Working with a post-divorce budget seems like a clumsy, uncomfortable idea — especially when you may have never done one before. But it’s incredibly easy to get started — and here’s how.
In today’s episode of Your Money Minute with Tracy Stewart, CPA, I want to share some helpful advice for getting started with your post-divorce budget. A budget seems so scary because it makes us get very, very honest about the money we spend. But working with a budget can be incredibly freeing, and you’ll find you have greater confidence about your finances and that you are able to stow away more money into savings.
So, I’ve already talked about how to capture your expenses for a month to get a good baseline for your budget. I want you to think about necessary and optional expenses you might need to account for when building your budget. A necessary expense would be your rent or mortgage, utilities and food. These expenses could fluctuate in cost, but they’re not going to go away entirely. On the other side of things, you will have optional expenses that can easily be reduced to help offset the outflow in your budget. Do you have to go to the theater every other weekend? Probably not.

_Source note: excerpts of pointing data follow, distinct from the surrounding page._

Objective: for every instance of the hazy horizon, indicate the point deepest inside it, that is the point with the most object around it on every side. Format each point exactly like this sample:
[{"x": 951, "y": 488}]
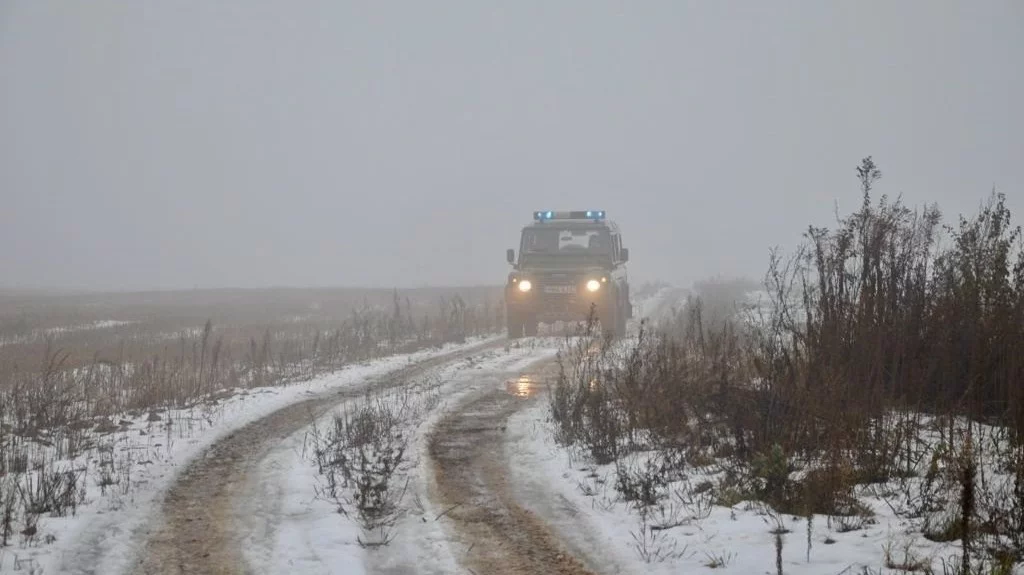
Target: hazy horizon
[{"x": 150, "y": 145}]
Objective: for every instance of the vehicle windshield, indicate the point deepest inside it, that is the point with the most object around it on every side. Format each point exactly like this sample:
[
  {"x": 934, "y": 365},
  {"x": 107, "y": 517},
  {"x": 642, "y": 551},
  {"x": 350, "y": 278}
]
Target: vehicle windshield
[{"x": 565, "y": 241}]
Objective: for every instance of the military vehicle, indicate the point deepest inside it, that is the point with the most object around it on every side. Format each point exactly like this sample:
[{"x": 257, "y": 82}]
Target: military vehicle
[{"x": 569, "y": 262}]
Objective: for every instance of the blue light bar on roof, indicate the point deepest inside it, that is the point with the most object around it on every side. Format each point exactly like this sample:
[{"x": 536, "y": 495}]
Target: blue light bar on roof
[{"x": 595, "y": 215}]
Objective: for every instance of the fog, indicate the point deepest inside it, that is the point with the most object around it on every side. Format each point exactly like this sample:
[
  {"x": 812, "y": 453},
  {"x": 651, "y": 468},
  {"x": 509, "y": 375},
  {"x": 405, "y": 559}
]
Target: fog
[{"x": 181, "y": 144}]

Your inflow is going to be what money you bring in each month. This may come in the form of support from your divorce, a salary from work or any other situation where you’re getting money. Remember that your budget should reflect what you actually “take home”, not your pre-taxed amount.
The goal here is to make sure your inflow is greater than your outflow. It’s going to feel like a balancing act at first, but once you wrangle the numbers, you should get to a point where you have a little extra money at the end of your month that you can put into savings.
Financial independence is unbelievably liberating. Mastering your finances will give you total control and complete peace about your future — and that’s the kind of security and stability that will carry you through the rest of your life.